Scottish Borders Council announced earlier this year that from autumn seasonal planting displays will be replaced by either shrubs or grass.

Hanging baskets and other plant containers are also being removed as part of the cuts.

Voluntary group Bonnie Peebles adopted around half of the town's bedding areas around a decade ago.

The group has helped the town win several awards with its eye-catching displays on Edinburgh Road, at the Drill Hall, Northgate, Haylodge Park, School Brae and swimming pool.

And they were also behind the hugely popular train and Scott Brash sculptures.

But the local authority proposals for Peebles will see all of the non-adopted flower beds, including displays at several entrances and the town centre areas around the Quadrangle, replaced with either grass or shrubs and bushes.

Margaret Wightman, secretary of Bonnie Peebles, told us: "This summer our town will see the last of colourful bedding displays provided by Scottish Borders Council.

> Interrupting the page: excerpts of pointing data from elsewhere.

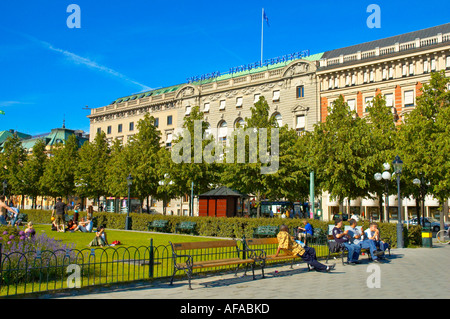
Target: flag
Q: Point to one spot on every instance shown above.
(265, 17)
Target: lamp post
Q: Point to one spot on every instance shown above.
(128, 221)
(5, 186)
(398, 165)
(386, 175)
(423, 189)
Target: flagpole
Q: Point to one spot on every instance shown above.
(262, 34)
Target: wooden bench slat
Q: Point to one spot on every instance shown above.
(204, 244)
(216, 263)
(262, 241)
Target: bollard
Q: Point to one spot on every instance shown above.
(427, 237)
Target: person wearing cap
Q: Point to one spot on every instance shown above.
(356, 237)
(58, 212)
(342, 238)
(290, 247)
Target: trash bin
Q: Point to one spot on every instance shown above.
(427, 237)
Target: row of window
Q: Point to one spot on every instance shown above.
(408, 100)
(300, 93)
(387, 73)
(131, 126)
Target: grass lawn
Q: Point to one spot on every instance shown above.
(127, 238)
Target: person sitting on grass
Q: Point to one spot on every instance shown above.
(342, 238)
(85, 226)
(373, 234)
(71, 225)
(290, 247)
(100, 238)
(30, 231)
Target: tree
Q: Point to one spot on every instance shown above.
(381, 134)
(59, 175)
(33, 170)
(291, 180)
(13, 157)
(247, 174)
(142, 152)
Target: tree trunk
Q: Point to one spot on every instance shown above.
(418, 210)
(444, 213)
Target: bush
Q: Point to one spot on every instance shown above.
(235, 227)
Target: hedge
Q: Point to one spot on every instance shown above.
(235, 227)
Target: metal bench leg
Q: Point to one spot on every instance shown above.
(189, 274)
(173, 276)
(253, 271)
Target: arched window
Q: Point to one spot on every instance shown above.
(279, 119)
(239, 123)
(222, 131)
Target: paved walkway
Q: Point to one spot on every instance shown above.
(408, 273)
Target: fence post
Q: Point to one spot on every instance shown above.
(1, 267)
(244, 248)
(151, 259)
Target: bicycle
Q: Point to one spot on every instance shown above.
(443, 236)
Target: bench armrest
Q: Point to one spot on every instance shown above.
(257, 254)
(189, 260)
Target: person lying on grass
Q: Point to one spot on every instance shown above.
(290, 247)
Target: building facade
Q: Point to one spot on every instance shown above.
(299, 93)
(396, 67)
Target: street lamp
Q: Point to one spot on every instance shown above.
(423, 188)
(398, 165)
(5, 186)
(128, 219)
(386, 175)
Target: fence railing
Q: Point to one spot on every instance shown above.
(47, 270)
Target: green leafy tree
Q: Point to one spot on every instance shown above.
(382, 134)
(59, 175)
(13, 158)
(33, 170)
(245, 174)
(143, 152)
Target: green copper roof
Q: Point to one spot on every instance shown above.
(313, 57)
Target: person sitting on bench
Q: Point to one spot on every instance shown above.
(290, 247)
(373, 234)
(356, 237)
(307, 231)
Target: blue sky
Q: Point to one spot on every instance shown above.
(50, 72)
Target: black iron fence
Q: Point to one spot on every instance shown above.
(39, 271)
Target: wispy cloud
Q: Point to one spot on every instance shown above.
(92, 64)
(77, 59)
(12, 103)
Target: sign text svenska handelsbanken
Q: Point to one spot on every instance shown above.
(237, 69)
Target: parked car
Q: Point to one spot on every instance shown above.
(429, 221)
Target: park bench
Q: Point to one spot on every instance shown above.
(265, 231)
(158, 224)
(265, 249)
(186, 227)
(333, 247)
(211, 254)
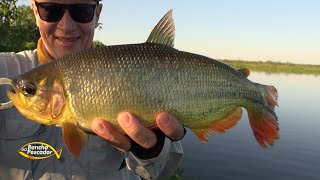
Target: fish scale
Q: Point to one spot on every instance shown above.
(145, 79)
(176, 76)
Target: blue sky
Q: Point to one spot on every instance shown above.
(276, 30)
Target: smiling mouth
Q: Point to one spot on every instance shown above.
(69, 39)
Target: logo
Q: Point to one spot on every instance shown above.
(38, 151)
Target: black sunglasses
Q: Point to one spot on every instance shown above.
(53, 12)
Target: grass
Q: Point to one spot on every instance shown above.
(274, 67)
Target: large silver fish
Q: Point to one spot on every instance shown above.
(204, 94)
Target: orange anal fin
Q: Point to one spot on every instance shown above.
(74, 138)
(219, 126)
(265, 127)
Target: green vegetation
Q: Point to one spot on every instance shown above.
(274, 67)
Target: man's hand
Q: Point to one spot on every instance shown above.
(136, 131)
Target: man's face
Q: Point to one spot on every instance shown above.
(66, 36)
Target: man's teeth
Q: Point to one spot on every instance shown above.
(67, 39)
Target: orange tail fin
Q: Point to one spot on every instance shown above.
(263, 121)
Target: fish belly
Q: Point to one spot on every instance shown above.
(146, 79)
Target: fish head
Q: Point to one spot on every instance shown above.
(38, 95)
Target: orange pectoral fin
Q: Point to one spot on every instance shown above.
(264, 126)
(74, 138)
(219, 126)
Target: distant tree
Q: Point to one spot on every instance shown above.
(97, 43)
(18, 29)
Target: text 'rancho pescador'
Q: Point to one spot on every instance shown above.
(39, 150)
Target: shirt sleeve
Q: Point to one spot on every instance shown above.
(160, 167)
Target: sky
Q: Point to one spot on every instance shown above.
(253, 30)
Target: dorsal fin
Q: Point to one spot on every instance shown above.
(164, 31)
(244, 71)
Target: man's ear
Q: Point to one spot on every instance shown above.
(35, 11)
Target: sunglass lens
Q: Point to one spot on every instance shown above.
(82, 13)
(50, 12)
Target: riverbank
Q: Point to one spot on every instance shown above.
(274, 67)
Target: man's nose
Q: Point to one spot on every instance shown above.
(66, 23)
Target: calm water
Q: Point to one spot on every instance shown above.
(237, 155)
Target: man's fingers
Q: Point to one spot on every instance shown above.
(136, 131)
(108, 132)
(170, 126)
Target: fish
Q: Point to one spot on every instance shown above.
(145, 79)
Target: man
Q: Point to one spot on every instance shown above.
(67, 26)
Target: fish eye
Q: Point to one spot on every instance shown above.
(29, 89)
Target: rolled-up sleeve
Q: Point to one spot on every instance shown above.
(160, 167)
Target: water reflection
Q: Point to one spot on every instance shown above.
(237, 155)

"Hanging baskets and containers will no longer be a feature as savage cuts are once again implemented.

"Plans show many areas will be grassed over including two beds at Venlaw, two at the Honda Garage and two at Neidpath Road - creating a massive change at entrances to the town.

"We are deeply worried at these changes but our biggest fear is the proposed alterations in the Quadrangle and site of our War Memorial.

"Drawings reveal there will be no floral borders and the centre plots will contain shrubs. Surely this must not happen to a very important area in the centre of Peebles.

"We have a beautiful War Memorial , visited by many and which deserves to be respectfully highlighted with the floral displays."

Bonnie Peebles was launched in December 2006 after the town was no longer being entered into Scotland's Floral Gateway or Beautiful Scotland competitions.

Their first undertaking was to create pretty flowerbeds on he Edinburgh Road at the site of the old railway station.

Both Margaret and fellow founder of Avril Murray were named Peebles Citizens of the Year in 2017.

And their work has helped to keep Peebles as a popular destination with visitors.

Bonnie Peebles have confirmed they will continue to look after their adopted beds, but are appealing for local councillors to take a stance against the local authority's changes.

Margaret added: "We are constantly reminded tourism plays a huge role in our economy and yet we are gradually being stripped of features which enhance the town we are all proud to call home.

"Shame on our elected councillors for not speaking in louder voices when it comes to cuts but is it not time they, as well as all of us, stood up and said 'no deal'?"

Scottish Borders Council will only grass over around one-third of the flower beds it maintains with shrubs being planted in the others.

A spokesperson said: “We appreciate the efforts of all the groups across the Scottish Borders who play their part to help keep our area looking at its best and we will continue to speak to communities and groups about the proposals ahead of implementation this autumn.

“In Peebles, more than two thirds of the locations proposed for changes would have permanent planting put in place.”